Eu acredito na palavra dele. Ele anunciou o plano a meio da Intifada, numa altura em que não era possível negociar com os palestinianos. É um plano essencialmente unilateral: aliviar Israel dos custos humanos de defender colonatos que teriam de ser removidos, eventualmente.

Apesar da evacuação dos colonatos, a Faixa de Gaza vai continuar a ser um território ocupado?

Depende do que quiser dizer com “ocupado”. Se os palestinianos continuarem a atacar os israelitas, as IDF (Forças de Defesa Israelitas) vão retaliar. Contudo, eu prevejo que a situação se torne como a do Sul do Líbano. O Hamas, tal como o Hizbollah, vai causar ocasionalmente tragédias individuais com os seus “rockets” ou morteiros, ou em incursões de pequena escala. Israel irá responder, talvez com artilharia (nunca usada até à data nesta Intifada), e/ou com o encerramento das fronteiras aos trabalhadores de Gaza. Esta é uma arma que não causa danos físicos, mas que causará grandes estragos à economia de Gaza. Por outras palavras, as tensões entre Israel e Gaza, tal como entre Israel e o Líbano, manter-se-ão, mas com pouca intensidade. Os cidadãos do Líbano e de Gaza saberão que Israel pode causar grandes danos, e – se se mantiverem racionais – irão restringir os seus fanáticos.
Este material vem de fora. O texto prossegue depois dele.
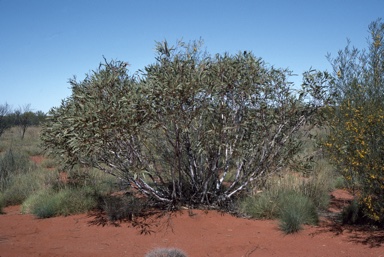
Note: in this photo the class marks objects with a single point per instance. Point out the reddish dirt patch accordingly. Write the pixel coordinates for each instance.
(198, 233)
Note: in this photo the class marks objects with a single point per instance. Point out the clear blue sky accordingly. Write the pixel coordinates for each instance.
(43, 43)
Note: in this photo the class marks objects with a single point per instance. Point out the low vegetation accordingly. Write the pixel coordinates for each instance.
(222, 132)
(166, 252)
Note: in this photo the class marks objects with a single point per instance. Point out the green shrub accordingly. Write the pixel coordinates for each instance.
(21, 186)
(296, 210)
(49, 203)
(166, 252)
(13, 163)
(260, 206)
(2, 203)
(124, 207)
(356, 121)
(45, 205)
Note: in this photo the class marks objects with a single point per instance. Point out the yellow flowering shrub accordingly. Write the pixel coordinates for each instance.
(356, 122)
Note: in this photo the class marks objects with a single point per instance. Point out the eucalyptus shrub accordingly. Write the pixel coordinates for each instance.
(192, 129)
(356, 138)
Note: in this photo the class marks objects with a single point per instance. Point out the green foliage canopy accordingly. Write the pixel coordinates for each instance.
(193, 129)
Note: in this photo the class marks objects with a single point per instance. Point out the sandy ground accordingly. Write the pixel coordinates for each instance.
(196, 232)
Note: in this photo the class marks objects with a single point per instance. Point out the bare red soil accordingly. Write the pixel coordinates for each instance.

O Hamas considera a retirada dos colonatos uma vitória, pelo menos a nível militar. Qual vai ser o próximo passo para os movimentos radicais palestinianos? O que vai acontecer se o Hamas ou a Jihad Islâmica decidirem usar a Faixa de Gaza como base de operações contra Israel? Terá a Autoridade Palestiniana (AP) força para impedir estes movimentos de romperem as negociações com Israel?

Esta é a pergunta mais difícil que coloca. O meu palpite é que [o secretário-geral da AP] Abbas vai continuar a debater-se, e vai continuar a falhar sempre que o Hamas ou outro grupo violento agir. Israel retaliará nesses casos, talvez mais livremente e violentamente do que nos últimos tempos. Pela política oficial israelita, Gaza será entregue. Se desse território vier violência, a reacção pode vir a ser extrema.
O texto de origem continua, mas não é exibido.